Depressing item on Today regarding GM
They brought together an anti and a pro and didn't give them enough time
The pro found the anti tiresome and kept changing the question or point he was answering before giving his answer. He called the anti a naysayer and seemed in some ways to think that was a complete argument instead of an hominem attack, albeit mild.
Now in some ways not accepting a question can be excellent and admirable. Arthur Scargill used to be a master of not accepting the terms of the tyrannical question; but that is not the same as not accepting the terms of the question that you do not like because you cannot answer it without embarrassment.
At this point, the role of the chair becomes crucial.
Much as I am in favour of the BBC, it is a role they nearly always duck.
As here.
I was thinking deeply about something else entirely when this item was broadcast; and, as so often, have not retained the essential points verbatim.
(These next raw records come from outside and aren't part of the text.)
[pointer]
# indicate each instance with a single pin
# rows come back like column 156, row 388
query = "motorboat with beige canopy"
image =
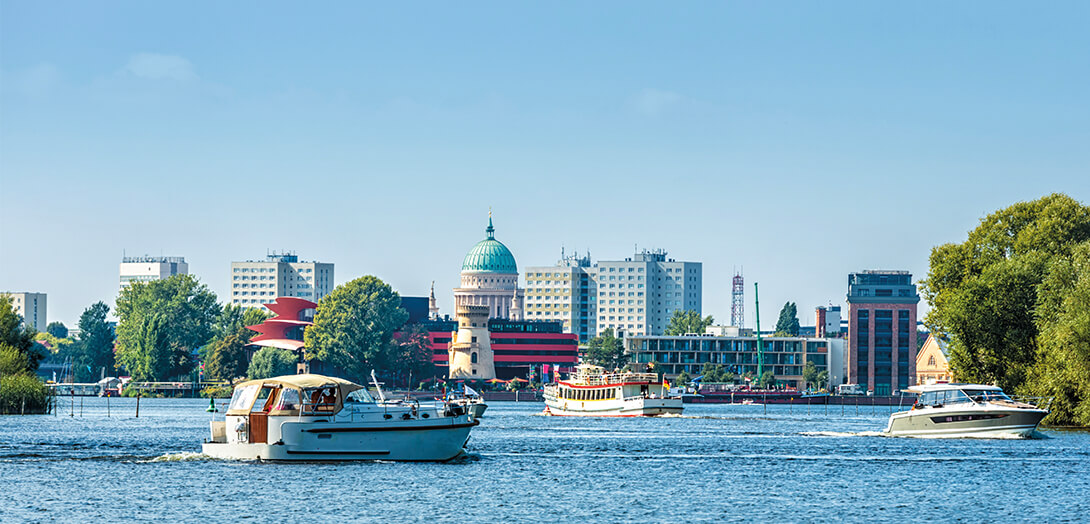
column 316, row 417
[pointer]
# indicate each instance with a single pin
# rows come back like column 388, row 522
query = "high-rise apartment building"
column 566, row 293
column 31, row 306
column 639, row 295
column 882, row 330
column 256, row 282
column 147, row 268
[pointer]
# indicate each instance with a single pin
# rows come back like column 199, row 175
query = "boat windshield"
column 945, row 397
column 243, row 398
column 360, row 395
column 986, row 395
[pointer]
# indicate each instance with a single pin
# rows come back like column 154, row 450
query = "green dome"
column 489, row 256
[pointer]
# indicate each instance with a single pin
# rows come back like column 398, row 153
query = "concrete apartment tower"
column 257, row 282
column 470, row 353
column 31, row 306
column 148, row 268
column 639, row 295
column 882, row 330
column 565, row 292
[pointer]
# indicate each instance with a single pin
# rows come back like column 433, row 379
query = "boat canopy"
column 946, row 387
column 301, row 382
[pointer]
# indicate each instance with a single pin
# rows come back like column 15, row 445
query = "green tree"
column 767, row 380
column 17, row 336
column 810, row 374
column 1062, row 368
column 94, row 350
column 57, row 329
column 271, row 362
column 788, row 324
column 354, row 325
column 688, row 321
column 227, row 358
column 161, row 324
column 606, row 350
column 984, row 292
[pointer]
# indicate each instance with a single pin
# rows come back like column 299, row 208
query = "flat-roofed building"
column 147, row 268
column 31, row 306
column 882, row 330
column 256, row 282
column 566, row 293
column 784, row 356
column 639, row 295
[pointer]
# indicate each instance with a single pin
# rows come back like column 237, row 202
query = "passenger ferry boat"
column 967, row 410
column 591, row 391
column 307, row 417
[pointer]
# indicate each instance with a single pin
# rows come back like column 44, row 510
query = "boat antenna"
column 378, row 388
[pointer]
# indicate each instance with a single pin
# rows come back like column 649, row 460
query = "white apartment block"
column 31, row 306
column 257, row 282
column 147, row 268
column 565, row 292
column 639, row 295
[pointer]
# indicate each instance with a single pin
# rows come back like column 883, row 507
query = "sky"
column 795, row 142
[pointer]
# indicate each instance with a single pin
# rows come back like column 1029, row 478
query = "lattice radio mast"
column 738, row 301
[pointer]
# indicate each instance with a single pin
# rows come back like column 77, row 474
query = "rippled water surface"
column 716, row 463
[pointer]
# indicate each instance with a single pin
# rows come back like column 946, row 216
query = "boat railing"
column 1039, row 402
column 616, row 378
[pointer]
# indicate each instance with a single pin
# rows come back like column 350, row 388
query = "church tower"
column 470, row 354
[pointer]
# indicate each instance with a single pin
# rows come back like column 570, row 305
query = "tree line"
column 1014, row 299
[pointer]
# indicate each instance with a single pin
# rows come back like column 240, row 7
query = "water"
column 716, row 463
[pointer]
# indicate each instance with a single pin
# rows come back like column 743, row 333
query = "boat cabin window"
column 264, row 400
column 940, row 398
column 243, row 398
column 288, row 400
column 985, row 395
column 360, row 395
column 323, row 399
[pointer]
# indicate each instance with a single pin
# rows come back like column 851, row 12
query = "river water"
column 715, row 463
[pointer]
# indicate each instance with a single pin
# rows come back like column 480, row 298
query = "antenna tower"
column 738, row 301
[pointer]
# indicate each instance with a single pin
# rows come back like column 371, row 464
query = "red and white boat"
column 591, row 391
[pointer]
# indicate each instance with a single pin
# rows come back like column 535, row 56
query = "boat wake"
column 844, row 434
column 184, row 457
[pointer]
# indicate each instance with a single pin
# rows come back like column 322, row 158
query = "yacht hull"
column 310, row 441
column 970, row 423
column 627, row 407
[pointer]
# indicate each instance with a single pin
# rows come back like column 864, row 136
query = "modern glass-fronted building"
column 784, row 356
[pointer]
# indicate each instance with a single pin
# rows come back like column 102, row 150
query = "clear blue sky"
column 798, row 141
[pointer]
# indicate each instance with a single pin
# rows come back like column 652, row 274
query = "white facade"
column 147, row 268
column 257, row 282
column 566, row 292
column 31, row 306
column 639, row 295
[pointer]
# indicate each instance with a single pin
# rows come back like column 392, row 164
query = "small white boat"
column 967, row 410
column 315, row 417
column 591, row 391
column 471, row 400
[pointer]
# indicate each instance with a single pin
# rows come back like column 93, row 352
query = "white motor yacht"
column 591, row 391
column 315, row 417
column 967, row 410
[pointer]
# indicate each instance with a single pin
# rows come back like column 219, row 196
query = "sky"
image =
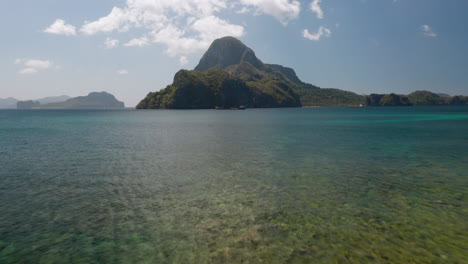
column 132, row 47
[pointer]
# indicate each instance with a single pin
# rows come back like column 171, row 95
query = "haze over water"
column 300, row 185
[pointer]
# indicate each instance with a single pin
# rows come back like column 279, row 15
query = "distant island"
column 415, row 98
column 95, row 100
column 229, row 75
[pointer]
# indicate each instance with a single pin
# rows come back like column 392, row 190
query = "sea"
column 298, row 185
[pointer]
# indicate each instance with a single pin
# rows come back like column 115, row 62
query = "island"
column 230, row 75
column 94, row 100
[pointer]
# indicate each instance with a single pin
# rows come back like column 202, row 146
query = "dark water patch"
column 272, row 186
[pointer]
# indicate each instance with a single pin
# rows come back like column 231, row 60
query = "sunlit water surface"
column 310, row 185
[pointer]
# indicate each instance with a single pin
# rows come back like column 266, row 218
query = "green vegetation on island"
column 229, row 75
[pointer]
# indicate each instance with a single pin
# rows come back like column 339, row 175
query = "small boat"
column 356, row 106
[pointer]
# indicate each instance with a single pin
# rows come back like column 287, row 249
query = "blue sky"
column 132, row 47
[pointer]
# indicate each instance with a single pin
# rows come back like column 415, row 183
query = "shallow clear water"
column 322, row 185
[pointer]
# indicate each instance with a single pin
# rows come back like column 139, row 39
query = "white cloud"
column 283, row 10
column 322, row 32
column 183, row 61
column 111, row 43
column 60, row 28
column 315, row 7
column 182, row 26
column 28, row 71
column 428, row 32
column 122, row 72
column 114, row 21
column 137, row 42
column 33, row 66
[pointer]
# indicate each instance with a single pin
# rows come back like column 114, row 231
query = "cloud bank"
column 33, row 66
column 322, row 32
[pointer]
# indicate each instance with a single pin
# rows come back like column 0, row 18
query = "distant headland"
column 230, row 75
column 94, row 100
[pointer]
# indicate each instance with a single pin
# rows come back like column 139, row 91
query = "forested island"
column 230, row 75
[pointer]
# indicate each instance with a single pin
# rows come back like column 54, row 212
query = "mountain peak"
column 225, row 52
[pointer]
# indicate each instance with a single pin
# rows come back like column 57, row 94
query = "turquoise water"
column 320, row 185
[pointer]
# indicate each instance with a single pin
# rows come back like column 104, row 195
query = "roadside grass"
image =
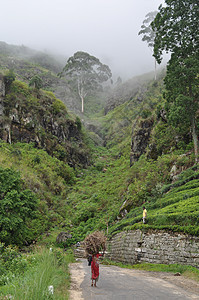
column 187, row 271
column 50, row 268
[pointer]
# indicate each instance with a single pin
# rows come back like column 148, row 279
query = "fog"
column 107, row 29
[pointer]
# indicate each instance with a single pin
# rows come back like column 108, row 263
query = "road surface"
column 124, row 284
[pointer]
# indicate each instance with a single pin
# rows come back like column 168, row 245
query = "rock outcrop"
column 37, row 117
column 140, row 138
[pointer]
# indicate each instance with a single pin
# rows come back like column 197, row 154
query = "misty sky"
column 107, row 29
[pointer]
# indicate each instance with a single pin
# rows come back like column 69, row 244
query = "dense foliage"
column 175, row 28
column 17, row 208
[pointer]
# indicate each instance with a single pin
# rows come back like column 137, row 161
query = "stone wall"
column 156, row 247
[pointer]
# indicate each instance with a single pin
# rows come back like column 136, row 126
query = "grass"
column 50, row 269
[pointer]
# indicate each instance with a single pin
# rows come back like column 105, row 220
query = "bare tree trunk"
column 195, row 139
column 155, row 70
column 82, row 98
column 81, row 92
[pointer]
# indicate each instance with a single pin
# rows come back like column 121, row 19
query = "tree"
column 17, row 208
column 8, row 80
column 86, row 73
column 148, row 32
column 36, row 82
column 176, row 31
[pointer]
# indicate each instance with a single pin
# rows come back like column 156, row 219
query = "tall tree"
column 148, row 32
column 86, row 73
column 176, row 31
column 36, row 82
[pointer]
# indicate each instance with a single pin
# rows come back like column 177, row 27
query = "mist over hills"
column 113, row 158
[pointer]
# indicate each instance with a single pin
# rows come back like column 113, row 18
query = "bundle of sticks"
column 94, row 243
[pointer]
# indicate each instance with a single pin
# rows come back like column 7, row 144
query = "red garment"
column 95, row 266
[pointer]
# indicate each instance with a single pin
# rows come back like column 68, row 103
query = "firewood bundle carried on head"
column 94, row 243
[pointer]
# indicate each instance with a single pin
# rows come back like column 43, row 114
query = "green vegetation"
column 57, row 176
column 28, row 276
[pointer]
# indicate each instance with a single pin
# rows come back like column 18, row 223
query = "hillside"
column 127, row 156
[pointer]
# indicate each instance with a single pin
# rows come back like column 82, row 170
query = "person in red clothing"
column 95, row 268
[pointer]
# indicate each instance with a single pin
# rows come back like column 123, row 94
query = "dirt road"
column 124, row 284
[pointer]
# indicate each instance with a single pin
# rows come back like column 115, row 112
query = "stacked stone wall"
column 157, row 247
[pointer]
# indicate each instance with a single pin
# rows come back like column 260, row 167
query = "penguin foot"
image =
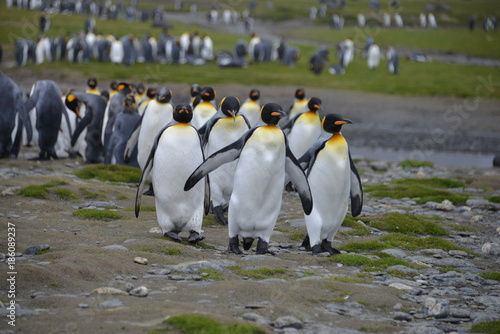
column 326, row 246
column 219, row 214
column 306, row 243
column 234, row 246
column 262, row 247
column 194, row 237
column 172, row 235
column 247, row 243
column 150, row 191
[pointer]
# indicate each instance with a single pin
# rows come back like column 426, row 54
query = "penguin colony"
column 224, row 165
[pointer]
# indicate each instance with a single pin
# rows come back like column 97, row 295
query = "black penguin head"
column 332, row 123
column 300, row 94
column 230, row 106
column 164, row 95
column 92, row 82
column 208, row 94
column 72, row 103
column 183, row 113
column 314, row 104
column 271, row 113
column 195, row 90
column 151, row 92
column 254, row 94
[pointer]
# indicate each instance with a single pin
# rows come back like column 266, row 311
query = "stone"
column 33, row 250
column 140, row 291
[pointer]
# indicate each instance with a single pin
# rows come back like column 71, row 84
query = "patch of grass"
column 212, row 275
column 494, row 199
column 490, row 275
column 357, row 227
column 408, row 224
column 35, row 191
column 489, row 327
column 366, row 246
column 104, row 215
column 171, row 251
column 422, row 190
column 110, row 173
column 353, row 280
column 415, row 164
column 416, row 243
column 66, row 194
column 199, row 324
column 87, row 194
column 260, row 273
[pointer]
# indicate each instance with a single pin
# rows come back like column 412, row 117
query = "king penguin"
column 205, row 109
column 13, row 116
column 333, row 179
column 251, row 107
column 224, row 128
column 263, row 159
column 176, row 152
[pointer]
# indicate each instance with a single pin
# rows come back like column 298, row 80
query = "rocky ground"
column 93, row 277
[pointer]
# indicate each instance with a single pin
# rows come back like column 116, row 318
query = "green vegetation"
column 111, row 173
column 260, row 273
column 490, row 275
column 415, row 164
column 408, row 224
column 171, row 251
column 415, row 243
column 199, row 324
column 489, row 327
column 422, row 190
column 105, row 215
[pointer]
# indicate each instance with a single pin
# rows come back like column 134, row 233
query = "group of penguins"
column 199, row 157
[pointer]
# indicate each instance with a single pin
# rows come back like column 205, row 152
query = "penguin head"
column 183, row 113
column 254, row 94
column 195, row 90
column 300, row 94
column 230, row 106
column 271, row 113
column 314, row 104
column 164, row 95
column 332, row 123
column 92, row 82
column 72, row 103
column 208, row 94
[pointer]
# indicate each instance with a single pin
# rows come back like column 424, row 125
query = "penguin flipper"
column 356, row 190
column 299, row 180
column 217, row 159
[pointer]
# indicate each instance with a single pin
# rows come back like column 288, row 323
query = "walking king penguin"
column 176, row 152
column 263, row 159
column 12, row 114
column 333, row 178
column 221, row 130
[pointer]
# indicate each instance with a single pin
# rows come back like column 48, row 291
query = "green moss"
column 415, row 164
column 36, row 191
column 260, row 273
column 408, row 224
column 415, row 243
column 66, row 194
column 212, row 274
column 489, row 327
column 357, row 227
column 366, row 246
column 111, row 173
column 105, row 215
column 490, row 275
column 199, row 324
column 171, row 251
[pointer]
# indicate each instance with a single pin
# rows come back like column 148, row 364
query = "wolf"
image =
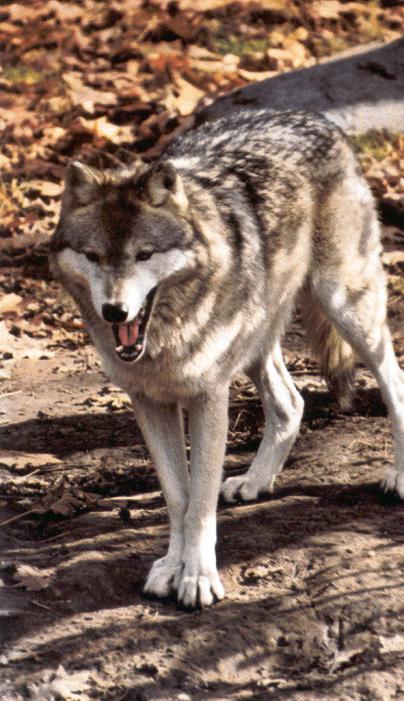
column 187, row 270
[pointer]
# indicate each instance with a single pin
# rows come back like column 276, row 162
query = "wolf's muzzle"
column 115, row 313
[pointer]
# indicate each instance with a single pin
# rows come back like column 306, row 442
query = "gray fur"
column 260, row 208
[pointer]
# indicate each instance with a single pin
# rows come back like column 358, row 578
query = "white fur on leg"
column 163, row 576
column 245, row 488
column 394, row 481
column 283, row 407
column 200, row 584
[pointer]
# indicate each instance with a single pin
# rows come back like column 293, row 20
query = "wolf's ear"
column 164, row 185
column 82, row 182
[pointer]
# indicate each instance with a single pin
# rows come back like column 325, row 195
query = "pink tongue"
column 128, row 333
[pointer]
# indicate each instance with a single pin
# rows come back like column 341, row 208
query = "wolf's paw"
column 198, row 591
column 394, row 481
column 161, row 580
column 241, row 488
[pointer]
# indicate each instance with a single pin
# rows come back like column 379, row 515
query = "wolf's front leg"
column 162, row 428
column 200, row 584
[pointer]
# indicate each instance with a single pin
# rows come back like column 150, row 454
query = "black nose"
column 115, row 312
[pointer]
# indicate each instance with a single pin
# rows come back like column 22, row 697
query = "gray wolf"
column 187, row 271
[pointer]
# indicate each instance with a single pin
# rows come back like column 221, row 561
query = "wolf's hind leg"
column 162, row 428
column 283, row 408
column 358, row 310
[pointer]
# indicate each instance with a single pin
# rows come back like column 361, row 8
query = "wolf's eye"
column 144, row 255
column 93, row 257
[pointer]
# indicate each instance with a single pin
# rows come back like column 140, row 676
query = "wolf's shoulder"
column 258, row 130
I usually can, or used to be able to; but as Customer Care evasion becomes more sophisticated -- and other factors occur to me -- I find it hard to retain dialogue designed to camouflage guilt and intention.
It was I remember to do with how beneficial GM could be; but the question concerned the likelihood that we do not know all the effects of genetic modification and so do not know fully how beneficial or detrimental the modifications are. This was not responded to and the chair timed them out. Thanks, not for nothing, but for something; but we don't know what.
The same thing had already happened with regard to the privatisation of hospitals. The CEO of one that's fallen into the sticky hands of an organisation fronting hedge funds came on and said that before he answered he'd just like to say --- and then answered a completely different question, an assertion actually, a straw person, he had authored himself.
This was challenged by the chair; but then the worm restated his own version of what their topic was -- in *his words, how to improve the hospital -- and that was not jumped on. He went on to say they were improving the hospital (without stating criteria of course) and so evaded the point on which he had been challenged.